- class DummyPolicy(spec: EnvSpec, use_cuda: bool = False)[source]
Simple policy which samples random values form the action space
- Parameters:
spec – environment specification
use_cuda – True to move the policy to the GPU, False (default) to use the CPU
- forward(obs: Optional[Tensor] = None) Tensor [source]
Get the action according to the policy and the observations (forward pass).
- Parameters:
args – inputs, e.g. an observation from the environment or an observation and a hidden state
kwargs – inputs, e.g. an observation from the environment or an observation and a hidden state
- Returns:
outputs, e.g. an action or an action and a hidden state
- init_param(init_values: Optional[Tensor] = None, **kwargs)[source]
Initialize the policy’s parameters.
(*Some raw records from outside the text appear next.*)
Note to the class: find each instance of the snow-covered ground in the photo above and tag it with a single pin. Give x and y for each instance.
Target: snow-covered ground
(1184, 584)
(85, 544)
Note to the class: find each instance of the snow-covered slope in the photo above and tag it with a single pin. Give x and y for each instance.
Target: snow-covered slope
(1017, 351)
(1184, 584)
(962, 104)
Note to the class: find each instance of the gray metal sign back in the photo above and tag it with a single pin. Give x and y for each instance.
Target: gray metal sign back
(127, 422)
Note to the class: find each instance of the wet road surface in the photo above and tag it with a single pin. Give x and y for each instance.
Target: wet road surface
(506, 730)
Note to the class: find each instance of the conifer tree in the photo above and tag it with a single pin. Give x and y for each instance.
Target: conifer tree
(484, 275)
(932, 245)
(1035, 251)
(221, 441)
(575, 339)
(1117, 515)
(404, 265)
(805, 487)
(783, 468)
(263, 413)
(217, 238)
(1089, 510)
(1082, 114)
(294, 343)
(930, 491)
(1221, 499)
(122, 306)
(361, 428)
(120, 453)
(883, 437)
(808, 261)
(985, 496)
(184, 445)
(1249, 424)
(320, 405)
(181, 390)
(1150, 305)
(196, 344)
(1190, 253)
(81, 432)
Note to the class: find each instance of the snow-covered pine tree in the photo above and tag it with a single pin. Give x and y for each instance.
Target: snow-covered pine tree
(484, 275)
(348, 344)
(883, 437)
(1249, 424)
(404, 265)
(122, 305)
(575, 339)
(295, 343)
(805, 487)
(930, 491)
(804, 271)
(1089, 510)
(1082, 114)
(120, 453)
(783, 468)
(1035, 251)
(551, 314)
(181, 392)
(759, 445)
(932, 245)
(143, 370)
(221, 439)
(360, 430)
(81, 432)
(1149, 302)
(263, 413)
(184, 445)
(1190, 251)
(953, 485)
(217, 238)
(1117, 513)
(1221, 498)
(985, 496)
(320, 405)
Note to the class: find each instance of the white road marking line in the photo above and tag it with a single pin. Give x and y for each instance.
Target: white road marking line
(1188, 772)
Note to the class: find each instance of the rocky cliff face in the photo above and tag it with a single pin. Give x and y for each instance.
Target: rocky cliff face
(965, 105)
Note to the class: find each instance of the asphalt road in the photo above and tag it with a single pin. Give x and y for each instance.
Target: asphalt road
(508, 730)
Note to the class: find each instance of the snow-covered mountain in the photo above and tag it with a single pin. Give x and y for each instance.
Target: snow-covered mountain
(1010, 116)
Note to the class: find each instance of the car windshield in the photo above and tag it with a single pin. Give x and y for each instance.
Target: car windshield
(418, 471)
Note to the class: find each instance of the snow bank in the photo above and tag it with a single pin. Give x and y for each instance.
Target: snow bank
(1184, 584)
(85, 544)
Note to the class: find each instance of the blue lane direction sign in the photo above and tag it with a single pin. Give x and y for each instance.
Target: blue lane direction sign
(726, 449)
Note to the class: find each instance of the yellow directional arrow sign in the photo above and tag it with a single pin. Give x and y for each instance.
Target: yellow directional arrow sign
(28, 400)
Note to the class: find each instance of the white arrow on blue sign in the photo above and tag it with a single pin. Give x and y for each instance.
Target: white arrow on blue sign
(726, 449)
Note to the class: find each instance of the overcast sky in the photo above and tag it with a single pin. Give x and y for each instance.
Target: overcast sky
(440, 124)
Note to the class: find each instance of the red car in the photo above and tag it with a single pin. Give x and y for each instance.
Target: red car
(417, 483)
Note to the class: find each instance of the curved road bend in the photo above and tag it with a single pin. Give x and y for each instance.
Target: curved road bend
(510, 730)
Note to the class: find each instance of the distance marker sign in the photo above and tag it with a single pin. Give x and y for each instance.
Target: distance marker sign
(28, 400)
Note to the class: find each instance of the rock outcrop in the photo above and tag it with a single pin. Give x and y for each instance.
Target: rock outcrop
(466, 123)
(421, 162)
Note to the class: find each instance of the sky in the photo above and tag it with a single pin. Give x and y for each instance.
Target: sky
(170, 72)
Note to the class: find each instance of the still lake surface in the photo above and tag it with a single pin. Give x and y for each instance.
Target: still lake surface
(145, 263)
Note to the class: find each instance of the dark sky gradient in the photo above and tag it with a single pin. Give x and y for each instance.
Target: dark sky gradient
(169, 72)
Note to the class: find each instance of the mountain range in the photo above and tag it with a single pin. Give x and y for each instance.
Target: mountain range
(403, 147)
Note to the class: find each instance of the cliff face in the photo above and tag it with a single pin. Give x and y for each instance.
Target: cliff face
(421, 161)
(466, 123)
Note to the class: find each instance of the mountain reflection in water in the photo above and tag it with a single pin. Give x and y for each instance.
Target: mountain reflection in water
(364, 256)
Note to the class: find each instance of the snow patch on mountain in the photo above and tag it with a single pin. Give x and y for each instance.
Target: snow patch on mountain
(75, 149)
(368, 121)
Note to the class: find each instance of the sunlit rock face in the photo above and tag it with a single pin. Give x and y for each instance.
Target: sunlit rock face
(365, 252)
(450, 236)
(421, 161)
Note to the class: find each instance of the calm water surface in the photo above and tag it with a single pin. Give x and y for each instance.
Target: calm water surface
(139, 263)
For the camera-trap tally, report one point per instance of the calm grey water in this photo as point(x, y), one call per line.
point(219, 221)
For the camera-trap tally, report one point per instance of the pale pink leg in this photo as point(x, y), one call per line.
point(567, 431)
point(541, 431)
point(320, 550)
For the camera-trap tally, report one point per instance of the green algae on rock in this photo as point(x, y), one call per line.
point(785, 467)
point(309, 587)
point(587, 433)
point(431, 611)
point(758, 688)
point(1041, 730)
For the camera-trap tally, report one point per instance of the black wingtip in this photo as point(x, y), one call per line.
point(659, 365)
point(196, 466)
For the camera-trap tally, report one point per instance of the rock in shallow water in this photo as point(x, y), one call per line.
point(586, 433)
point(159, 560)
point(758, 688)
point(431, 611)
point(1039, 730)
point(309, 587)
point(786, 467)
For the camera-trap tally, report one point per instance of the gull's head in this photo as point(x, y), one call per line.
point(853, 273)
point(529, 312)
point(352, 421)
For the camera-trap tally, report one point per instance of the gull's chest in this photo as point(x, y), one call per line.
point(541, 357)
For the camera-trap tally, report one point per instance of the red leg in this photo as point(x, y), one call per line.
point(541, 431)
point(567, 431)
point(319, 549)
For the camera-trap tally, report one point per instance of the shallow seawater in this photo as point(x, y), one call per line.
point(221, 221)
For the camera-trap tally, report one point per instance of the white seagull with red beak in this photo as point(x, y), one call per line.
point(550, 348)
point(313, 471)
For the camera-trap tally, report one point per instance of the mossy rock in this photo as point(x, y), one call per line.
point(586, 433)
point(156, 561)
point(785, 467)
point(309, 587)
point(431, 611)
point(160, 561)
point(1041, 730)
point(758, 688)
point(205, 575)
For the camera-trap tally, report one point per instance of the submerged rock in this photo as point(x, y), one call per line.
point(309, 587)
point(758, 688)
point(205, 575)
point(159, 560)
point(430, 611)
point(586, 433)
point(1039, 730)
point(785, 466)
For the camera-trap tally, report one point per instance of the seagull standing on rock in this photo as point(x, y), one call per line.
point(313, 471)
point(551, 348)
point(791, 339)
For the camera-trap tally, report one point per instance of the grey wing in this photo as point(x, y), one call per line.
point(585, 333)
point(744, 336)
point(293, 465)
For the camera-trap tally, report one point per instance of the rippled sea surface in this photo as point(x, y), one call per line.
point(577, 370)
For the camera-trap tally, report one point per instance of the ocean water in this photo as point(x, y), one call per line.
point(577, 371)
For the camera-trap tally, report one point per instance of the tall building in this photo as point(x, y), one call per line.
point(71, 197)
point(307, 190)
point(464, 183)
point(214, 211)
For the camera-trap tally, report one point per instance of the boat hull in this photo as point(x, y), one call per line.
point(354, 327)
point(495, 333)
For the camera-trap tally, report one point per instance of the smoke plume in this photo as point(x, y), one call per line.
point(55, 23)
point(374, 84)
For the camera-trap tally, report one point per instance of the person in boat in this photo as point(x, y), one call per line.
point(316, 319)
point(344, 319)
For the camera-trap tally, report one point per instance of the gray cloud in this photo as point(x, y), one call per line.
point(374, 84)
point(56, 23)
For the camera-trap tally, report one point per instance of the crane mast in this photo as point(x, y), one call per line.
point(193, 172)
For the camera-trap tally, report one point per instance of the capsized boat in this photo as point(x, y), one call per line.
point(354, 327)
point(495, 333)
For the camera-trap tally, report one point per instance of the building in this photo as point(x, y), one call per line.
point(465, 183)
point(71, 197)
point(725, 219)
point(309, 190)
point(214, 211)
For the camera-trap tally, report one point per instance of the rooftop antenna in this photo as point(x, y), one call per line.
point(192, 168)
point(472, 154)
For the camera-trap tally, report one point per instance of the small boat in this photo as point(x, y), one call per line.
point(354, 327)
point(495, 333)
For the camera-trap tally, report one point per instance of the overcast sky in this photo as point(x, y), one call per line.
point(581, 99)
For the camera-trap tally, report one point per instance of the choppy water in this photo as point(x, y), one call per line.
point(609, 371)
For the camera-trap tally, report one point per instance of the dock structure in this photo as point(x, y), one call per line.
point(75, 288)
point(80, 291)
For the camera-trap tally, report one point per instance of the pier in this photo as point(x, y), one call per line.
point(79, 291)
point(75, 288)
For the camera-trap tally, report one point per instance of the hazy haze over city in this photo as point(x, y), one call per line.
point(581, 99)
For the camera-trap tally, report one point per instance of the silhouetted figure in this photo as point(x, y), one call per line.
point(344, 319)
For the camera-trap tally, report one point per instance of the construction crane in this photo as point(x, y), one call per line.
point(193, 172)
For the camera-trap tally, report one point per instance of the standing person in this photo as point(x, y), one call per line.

By default the parameters are initialized randomly.
- Parameters:
init_values – tensor of fixed initial policy parameter values
kwargs – additional keyword arguments for the policy parameter initialization
- name: str = 'dummy'
- class IdlePolicy(spec: EnvSpec, use_cuda: bool = False)[source]
The most simple policy which simply does nothing
- Parameters:
spec – environment specification
use_cuda – True to move the policy to the GPU, False (default) to use the CPU
- forward(obs: Optional[Tensor] = None) Tensor [source]
Get the action according to the policy and the observations (forward pass).
- Parameters:
args – inputs, e.g. an observation from the environment or an observation and a hidden state
kwargs – inputs, e.g. an observation from the environment or an observation and a hidden state
- Returns:
outputs, e.g. an action or an action and a hidden state
- init_param(init_values: Optional[Tensor] = None, **kwargs)[source]
Initialize the policy’s parameters. By default the parameters are initialized randomly.
- Parameters:
init_values – tensor of fixed initial policy parameter values
kwargs – additional keyword arguments for the policy parameter initialization
- name: str = 'idle'
- class RecurrentDummyPolicy(spec: EnvSpec, hidden_size: int, use_cuda: bool = False)[source]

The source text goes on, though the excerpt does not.